“From the child of five to myself is but a step. But from the new-born baby to the child of five is an appalling distance.”
An infant goes through many changes in the span of their first five years of life. It transforms from a helpless, dependent being, its existed measured by hunger, thirst, and attention alone, into a sentient body who, for the most part, can maintain sophisticated relationships, obligations, and structure. The memories of our late childhood and early adolescence can be brought to mind rather easily, yet no one seems capable of remembering more than one or two hazy recollections from the most formative years of their life.
What happens to the past we no longer remember? Does it get tossed away together with yesterday’s trash? It seems unlikely. We like to imagine ourselves as the master of our body, our words, our thoughts. Yet it is precisely of our own being that we know the least. There are all kinds of mechanisms that work within us that function without our direct will.
When we say mind we certainly mean more than is present to consciousness at any given moment. Not only past cognition, but also love and attention influence our present actions and thoughts. Of course, in order to function in our daily life there is no need to be aware of the effects of our unconscious. Yet to understand ourselves, why we do the things we do, create our everyday habitual patterns and respond emotionally in the manner we do, it is important to know of the existence of our unconscious.
The unconscious has been subjected to over two-thousand years of scrutiny. All the way from Plotinus, to St. Augustine, to today. So, what is this strange phenomenon? For the sake of today’s argument, we will keep the scope to the contemporary. Today the unconscious is defined as the total sum of all our mental and physical experiences of whose presence and prevalence we have no immediate awareness. Or in Jungian terms: the unconscious is the unknown “psychic”.
The conscious and unconscious function in the same realm and should therefore not be looked upon as two separate spheres. There exists but one sphere of mental process, mainly unconscious, of which only certain features become accessible to the immediate conscious. Psychic life, as Jung said, “is for the greater part an unconscious life that surrounds consciousness on all sides . . .”.

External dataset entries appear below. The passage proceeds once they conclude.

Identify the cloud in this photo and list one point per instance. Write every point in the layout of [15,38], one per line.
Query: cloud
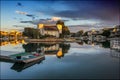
[20,12]
[47,21]
[56,18]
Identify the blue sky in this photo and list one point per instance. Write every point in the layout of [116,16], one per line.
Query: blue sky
[77,14]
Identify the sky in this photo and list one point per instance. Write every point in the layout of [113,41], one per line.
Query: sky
[77,14]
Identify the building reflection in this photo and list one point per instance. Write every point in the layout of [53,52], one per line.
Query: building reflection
[34,54]
[12,42]
[48,49]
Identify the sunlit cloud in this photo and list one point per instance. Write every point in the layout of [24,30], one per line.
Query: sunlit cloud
[20,12]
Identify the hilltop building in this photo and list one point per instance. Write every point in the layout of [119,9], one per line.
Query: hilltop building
[52,30]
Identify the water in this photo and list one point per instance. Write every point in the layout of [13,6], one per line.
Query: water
[63,61]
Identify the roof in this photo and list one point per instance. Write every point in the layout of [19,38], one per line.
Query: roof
[51,28]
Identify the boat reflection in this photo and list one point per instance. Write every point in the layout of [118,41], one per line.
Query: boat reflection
[34,54]
[12,42]
[21,66]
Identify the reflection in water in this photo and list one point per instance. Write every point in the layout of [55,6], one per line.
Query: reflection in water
[34,50]
[12,42]
[21,66]
[34,53]
[48,49]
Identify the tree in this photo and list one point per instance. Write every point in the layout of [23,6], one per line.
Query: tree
[106,33]
[85,34]
[79,33]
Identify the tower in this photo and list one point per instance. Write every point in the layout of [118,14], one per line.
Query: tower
[59,26]
[41,28]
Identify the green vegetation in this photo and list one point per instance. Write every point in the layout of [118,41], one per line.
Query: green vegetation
[31,33]
[65,29]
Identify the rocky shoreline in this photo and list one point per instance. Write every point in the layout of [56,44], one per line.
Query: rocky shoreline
[50,40]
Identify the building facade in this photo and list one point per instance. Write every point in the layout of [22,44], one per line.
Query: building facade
[50,30]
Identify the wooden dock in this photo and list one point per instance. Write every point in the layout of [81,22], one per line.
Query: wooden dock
[11,60]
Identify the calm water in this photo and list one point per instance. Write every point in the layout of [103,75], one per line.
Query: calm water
[64,61]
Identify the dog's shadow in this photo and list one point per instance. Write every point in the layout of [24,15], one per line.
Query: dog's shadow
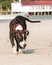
[29,51]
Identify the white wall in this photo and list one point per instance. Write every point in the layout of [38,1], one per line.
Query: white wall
[17,7]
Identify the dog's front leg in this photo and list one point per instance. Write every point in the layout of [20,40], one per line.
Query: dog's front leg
[13,44]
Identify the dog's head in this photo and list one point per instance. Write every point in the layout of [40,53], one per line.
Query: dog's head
[20,37]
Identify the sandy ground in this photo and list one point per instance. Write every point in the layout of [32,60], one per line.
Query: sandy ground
[39,45]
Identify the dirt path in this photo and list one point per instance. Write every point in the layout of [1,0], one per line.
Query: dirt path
[39,45]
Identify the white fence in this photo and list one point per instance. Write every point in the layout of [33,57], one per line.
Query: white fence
[17,7]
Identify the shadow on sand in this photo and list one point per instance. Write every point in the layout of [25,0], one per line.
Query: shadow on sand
[29,51]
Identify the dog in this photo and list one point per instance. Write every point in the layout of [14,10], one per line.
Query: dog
[18,33]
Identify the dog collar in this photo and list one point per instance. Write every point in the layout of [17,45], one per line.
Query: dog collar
[18,27]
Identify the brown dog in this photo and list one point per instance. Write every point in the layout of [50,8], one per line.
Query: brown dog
[18,33]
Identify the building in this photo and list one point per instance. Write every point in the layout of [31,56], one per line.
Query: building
[36,7]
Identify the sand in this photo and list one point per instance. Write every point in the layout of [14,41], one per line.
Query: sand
[39,45]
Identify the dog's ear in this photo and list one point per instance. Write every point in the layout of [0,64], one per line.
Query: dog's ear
[27,32]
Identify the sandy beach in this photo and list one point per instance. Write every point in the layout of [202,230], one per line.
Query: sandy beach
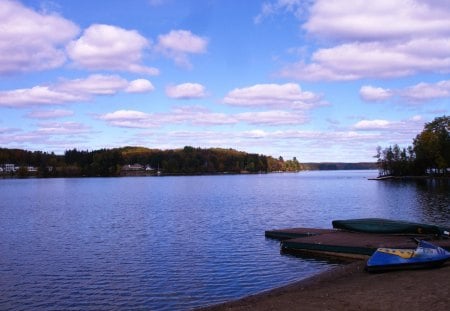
[349,287]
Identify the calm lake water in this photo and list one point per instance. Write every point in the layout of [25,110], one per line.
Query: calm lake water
[176,243]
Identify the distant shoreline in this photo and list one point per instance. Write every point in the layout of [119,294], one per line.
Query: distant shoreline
[349,287]
[381,178]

Though each of our unconsciouses are personal and catered to you, and your experiences / perception, there exist transpersonal elements that are shared throughout the human species. Elements that are not products of our individualized experience. That can be determined through the way in which you give order to the world around you. According to Jung, our unconscious accommodates what he called the archetypes. According to his theory, which to me seems the most reasonable, man does not come into the world as a blank-slate as John Locke had once determined, but equipped with a structure that pre-existed us. Which predisposes us to certain patterns of thought and behavior. Or, to paraphrase the man himself, archetypes are: “collective, universal, and impersonal in nature” and “are the forms or river-beds along which the current of psychic life has always flowed”. The archetypes can be envisioned as a storehouse of silent, implicit knowledge that is hundreds of years old. That which reflects the evolutionary development of mankind entirely.
It doesn’t come as such a surprise then that when one looks deeply into the darkness of one’s mind, one comes away with the ingrained impression that a small god resides within. Or, in Seneca’s words: “God is near you, he is with you, he is within you.”
What does it mean to have access to, to own and breed, an inner god? How do we go about such a notion in our secular age, built around scientific knowledge? And, perhaps more importantly, how did the belief in God once guided both our conscious and unconscious life? This is a topic entirely its own, and one we will delve into in my next post.
Instead, let’s end with a quote by William James, from one of my favorite books Varieties of Religious Experience: “Religious feeling is an absolute addition to the subject’s range of life, It gives him a new sphere of power. When the outward battle is lost, and the outward world disowns him, it redeems and vivifies an interior world which otherwise would be an empty waste.”